Au-delà de l’intrigue, habilement ficelée, Enigma s’interroge sur le sens de la vie d’un artiste, sur le statut des lettres d’un écrivain (font-elles partie de son œuvre ?), sur la dialectique entre l’artifice et la vérité, etc. Le propos n’a toutefois rien de démonstratif, Patrick Burgan ayant rendu sa musique nécessaire, en apportant au texte un surcroît de lyrisme. Son récitatif peut paraître monotone dans la première partie, qui tarde à s’installer, mais il le varie davantage par la suite et réussit à dramatiser une situation tendue, dont les arrière-plans et les non-dits, précisément, participent de cet au-delà des mots qu’on appelle la musique.

Les échanges entre les deux personnages prennent vie et l’émotion devient réelle, c’est-à-dire la musique nécessaire, quand Larsen devient le protagoniste principal, devant un Znorko tout à coup prostré. Le récit par le journaliste de la mort d’Hélène et le passage a cappella, au cours duquel il avoue être l’auteur des lettres, sont des moments suspendus.

Le spectacle doit beaucoup à la qualité des deux chanteurs, tous deux ténors et tous deux canadiens (il s’agit d’une coproduction avec l’Opéra de Montréal). Patrick Burgan raconte : « J’ai longtemps hésité sur le registre vocal de chacun… Un Znorko basse et un Larsen ténor, cela me paraissait trop convenu ; une simple inversion de ces registres, c’était un peu artificiel. » D’où ce choix de deux ténors : en Znorko, Antoine Bélanger est le plus aigu, le plus tranchant, celui qui, au départ, prétend se situer ailleurs, en surplomb des hommes ; en Larsen,  Jean-Michel Richer, moins haut perché, a le timbre soyeux de l’amoureux qui, peu à peu, se révèle et rejette le premier dans la sécheresse de son cynisme.

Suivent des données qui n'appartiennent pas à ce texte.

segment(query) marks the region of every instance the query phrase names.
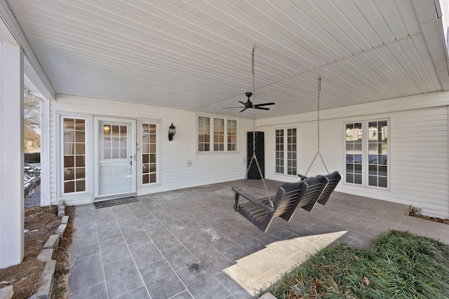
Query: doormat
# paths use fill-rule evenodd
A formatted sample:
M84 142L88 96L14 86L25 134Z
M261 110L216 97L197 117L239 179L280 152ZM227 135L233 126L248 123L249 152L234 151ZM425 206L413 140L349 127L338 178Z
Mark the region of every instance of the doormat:
M129 204L130 202L138 202L135 196L129 197L116 198L115 200L103 200L102 202L96 202L93 203L95 209L105 208L107 207L118 206L119 204Z

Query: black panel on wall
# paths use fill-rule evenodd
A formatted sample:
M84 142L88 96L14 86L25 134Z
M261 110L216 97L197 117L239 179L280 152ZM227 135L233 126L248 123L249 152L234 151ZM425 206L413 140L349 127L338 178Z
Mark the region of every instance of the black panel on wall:
M253 157L253 132L248 132L247 134L248 142L248 163L249 165ZM265 177L265 154L264 151L264 132L255 132L255 156L259 162L259 166L262 171L262 175ZM251 163L251 167L248 172L248 179L262 179L259 169L257 169L257 165L255 161L253 161Z

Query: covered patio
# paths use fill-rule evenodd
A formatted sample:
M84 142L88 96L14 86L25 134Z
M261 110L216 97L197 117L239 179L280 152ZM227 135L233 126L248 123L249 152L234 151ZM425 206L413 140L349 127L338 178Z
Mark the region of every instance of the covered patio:
M389 229L449 244L447 225L407 216L407 205L339 192L262 233L232 209L242 183L263 195L260 181L236 181L76 207L68 298L248 298L333 244L368 246ZM267 183L274 193L279 182Z

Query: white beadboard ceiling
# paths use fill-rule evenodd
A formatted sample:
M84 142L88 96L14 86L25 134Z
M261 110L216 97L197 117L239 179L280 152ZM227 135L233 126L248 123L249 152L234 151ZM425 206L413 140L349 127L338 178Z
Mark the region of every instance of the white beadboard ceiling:
M449 90L438 0L6 3L57 95L251 118L222 108L253 46L257 118L316 110L319 77L322 109Z

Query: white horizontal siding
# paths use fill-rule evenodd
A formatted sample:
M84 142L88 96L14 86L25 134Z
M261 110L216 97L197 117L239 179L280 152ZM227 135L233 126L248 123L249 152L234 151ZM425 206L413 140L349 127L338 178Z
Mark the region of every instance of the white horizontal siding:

La mise en scène de Paul-Émile Fourny accompagne, pas à pas, ce huis clos, en ménageant des moments de rupture. Celui où Znorko, informé qu’Hélène est la femme de Larsen, fait s’écrouler la pyramide de livres qu’il avait patiemment bâtie, est une belle idée qui annonce que tout bascule.

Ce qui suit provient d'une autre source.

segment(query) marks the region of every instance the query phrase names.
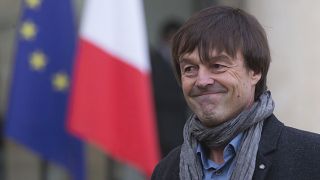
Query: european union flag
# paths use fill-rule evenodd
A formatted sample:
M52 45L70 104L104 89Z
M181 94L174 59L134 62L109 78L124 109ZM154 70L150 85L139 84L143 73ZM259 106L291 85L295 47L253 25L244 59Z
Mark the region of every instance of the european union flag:
M66 129L76 30L70 0L24 0L6 135L84 179L82 143Z

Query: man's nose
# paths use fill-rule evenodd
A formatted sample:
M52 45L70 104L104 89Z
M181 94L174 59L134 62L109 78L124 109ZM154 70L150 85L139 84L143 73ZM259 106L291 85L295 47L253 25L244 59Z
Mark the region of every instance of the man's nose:
M206 88L207 86L213 85L213 83L212 73L207 68L200 68L195 85L198 88Z

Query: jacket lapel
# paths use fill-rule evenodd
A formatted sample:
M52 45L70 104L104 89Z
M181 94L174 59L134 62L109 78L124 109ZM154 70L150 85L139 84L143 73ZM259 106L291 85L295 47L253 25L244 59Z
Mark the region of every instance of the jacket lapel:
M272 154L277 150L278 140L283 127L283 123L274 115L265 120L252 179L266 179L268 171L272 166Z

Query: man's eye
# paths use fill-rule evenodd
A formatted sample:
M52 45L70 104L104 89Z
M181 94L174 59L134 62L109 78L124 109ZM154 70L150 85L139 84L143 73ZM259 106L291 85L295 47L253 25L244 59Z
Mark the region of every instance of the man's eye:
M224 72L227 70L227 66L222 65L222 64L212 64L211 68L213 72L219 73L219 72Z
M185 74L185 75L194 75L196 73L197 73L196 66L186 66L183 68L183 74Z
M188 66L188 67L184 68L184 72L190 72L190 71L194 71L194 70L195 70L195 67L193 67L193 66Z

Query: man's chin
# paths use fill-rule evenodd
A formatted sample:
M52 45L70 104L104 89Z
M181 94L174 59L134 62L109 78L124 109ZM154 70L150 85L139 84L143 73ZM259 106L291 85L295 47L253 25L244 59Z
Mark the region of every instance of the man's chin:
M215 127L223 123L222 120L216 117L214 114L201 114L198 116L200 122L206 127Z

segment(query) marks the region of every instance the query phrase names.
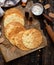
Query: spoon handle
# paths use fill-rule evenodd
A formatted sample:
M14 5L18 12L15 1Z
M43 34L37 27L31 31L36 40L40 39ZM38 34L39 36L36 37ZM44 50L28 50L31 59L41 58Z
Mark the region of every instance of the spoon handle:
M43 16L44 16L46 19L48 19L49 21L53 22L52 19L51 19L48 15L46 15L46 14L43 13Z

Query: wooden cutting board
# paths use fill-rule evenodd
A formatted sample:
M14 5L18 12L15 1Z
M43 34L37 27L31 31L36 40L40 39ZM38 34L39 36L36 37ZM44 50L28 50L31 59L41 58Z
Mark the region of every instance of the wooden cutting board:
M25 27L26 28L27 27L28 28L37 28L37 29L39 29L41 31L40 24L39 24L38 20L34 20L33 24L31 26L26 25ZM42 34L43 34L43 32L42 32ZM0 49L1 49L1 52L2 52L3 57L4 57L6 62L9 62L9 61L14 60L16 58L27 55L27 54L29 54L29 53L31 53L33 51L36 51L36 50L38 50L40 48L43 48L43 47L45 47L47 45L46 37L43 34L43 42L38 48L33 49L33 50L29 50L29 51L20 50L16 46L11 45L11 43L8 41L8 39L6 39L6 37L4 35L3 22L2 22L2 36L4 37L5 40L4 40L3 44L0 45Z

Quelques accessoires (une machine à écrire, un magnétophone à bandes) situent l’action à une époque où l’on ne se contentait pas de courriels et de textos. Et la maison de Znorko est très simplement figurée par un assemblage de néons, qui accueillent une autre structure de néons, la lumière de l’un et l’autre pouvant changer de couleur, au fil des situations. (Ce dispositif accueille aussi la pièce d’Éric-Emmanuel Schmitt, mise en scène par Paul-Émile Fourny dans la foulée des représentations de l’opéra, avec Hugo Becker et Pierre Rochefort.)

Dans la fosse, Daniel Kawka dirige, avec un mélange de précision et d’intensité, un orchestre nombreux, mais intelligemment disposé (une harpe est dans une loge, côté jardin, des percussions dans une autre loge, côté cour). Il rend claire l’orchestration touffue de Patrick Burgan. Il parvient aussi à intégrer au tissu musical les apparitions, tout à coup désarmantes de simplicité, du thème des Variations Enigma d’Elgar, qui figurent l’absente – laquelle, paradoxalement, est présente par un chœur de femmes qui, à la fin, nous rappelle la beauté du mystère de l’amour, qu’il soit vécu dans les lettres ou dans la chair des hommes.